“All Hell breaks loose when you have your second baby.”
At least, that’s what an article said that I read shortly before Oliver was born.
I don’t know if I’m just lucky, but I’m almost four months in, and that has yet to happen.
As I anxiously awaited the arrival of Oliver, I clung to the days I had left with just my firstborn. I kept (selfishly) thinking how I loved our life how it was right now. I felt guilty that my new baby wouldn’t get the same undivided attention Jack had gotten for so long.
It had taken me a long time to want to have another child after Jack. My pregnancy with him was difficult (from morning sickness to depression and being in school the whole time.) While he was, and has always been a sweet child, his first few years were difficult.
I worried about how Jack would handle things. He seemed to understand that we were having a new baby – and he seemed rather excited. But I couldn’t help but wonder if he really understood what was going on.
Sometimes I think I underestimated him. To be honest, I think he was more ready for it than I was.
I also worried about how I would handle caring for and loving two tiny human beings. I knew I loved Jack SO much, and I didn’t think it was quite possible for me to love another child as much.
Well, those fears washed away as soon as he was laid on my chest.
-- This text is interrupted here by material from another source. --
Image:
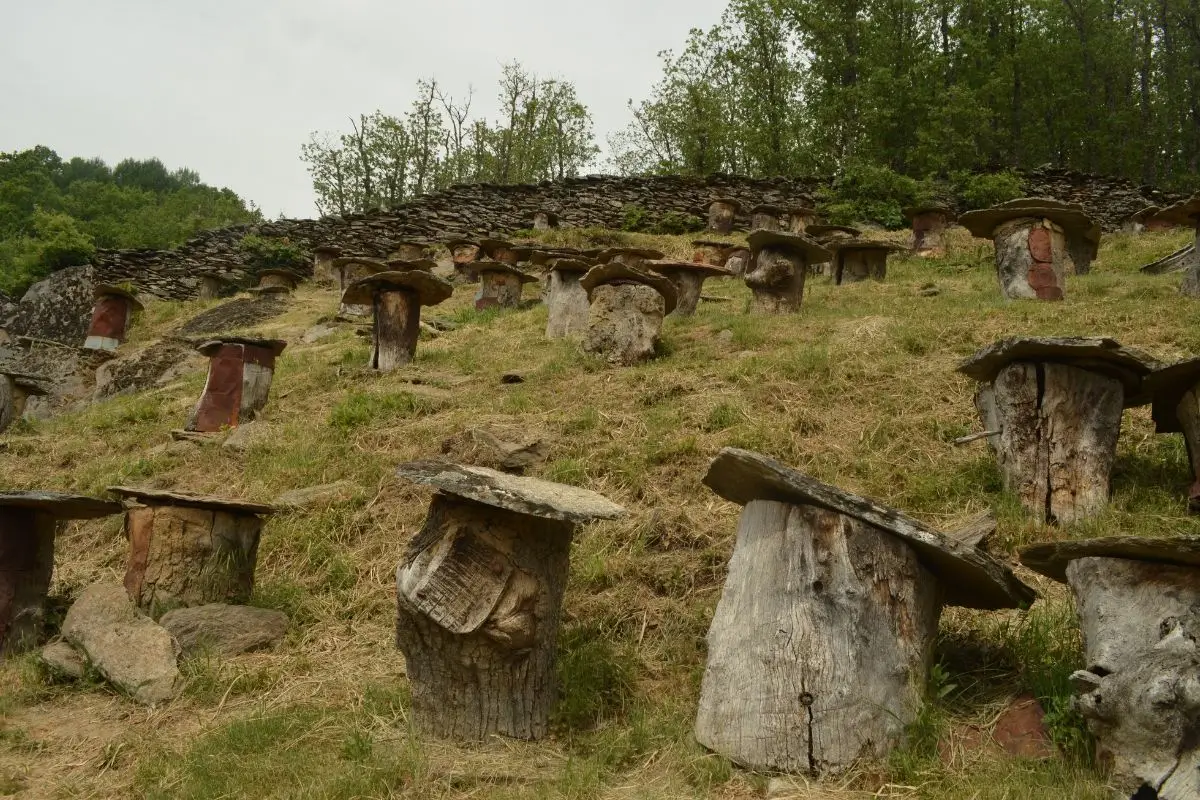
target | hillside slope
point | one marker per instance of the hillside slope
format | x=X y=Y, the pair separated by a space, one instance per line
x=859 y=390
I was even more relieved when Jack met Oliver for the first time. From the moment he first met him, he’s been so caring and gentle.
For weeks after Oliver was born, Jack would tell me, “I’ve just waited so long for Oliver. I’m so happy he’s in our family.”
I’ve only been a mom of two for a few months, so I can’t give you all the advice in the world about having two children. I’m sure we have many ups and downs ahead.
But what I can tell you is that it will be okay. Yes, there will be hard days. I’m sure I have plenty ahead. But there’s nothing sweeter than seeing your oldest child become an older sibling, and the good days far outweigh the bad. My mom always tells me that the greatest gift they gave their children was each other – and I am starting to understand why she thinks that.
You may feel guilty at times that you can’t give either child 100% of your time. In the beginning, a lot of that attention will have to be toward your baby. And that’s okay. Just remember that sometimes you will have to choose which child to attend to – just make sure that sometimes, you choose the oldest child first (these parent-child mini date kits are a great way to connect with them!)
And the thing is – you don’t have to divide your attention all the time. Involving your older child in the care of the baby can be such a sweet experience. Allow your children to bond – keep your new baby safe, but don’t be afraid to let your older child help.
Through the three short months that I’ve had two children, I’ve discovered this – the heart has an infinite capacity for love. You’ll love your new child so much – and you might find yourself loving your older child even more as you see them become an older brother or sister.
So, if you find yourself pregnant with your second child and terrified to death…I promise it will be okay. No experience you read online dictates how yours will be. Not even this one. But go forward with a little courage and a positive outlook, and you might just be surprised. Trust yourself. Trust your child.
One day soon, you’ll ask yourself, “How did we ever live without this child?”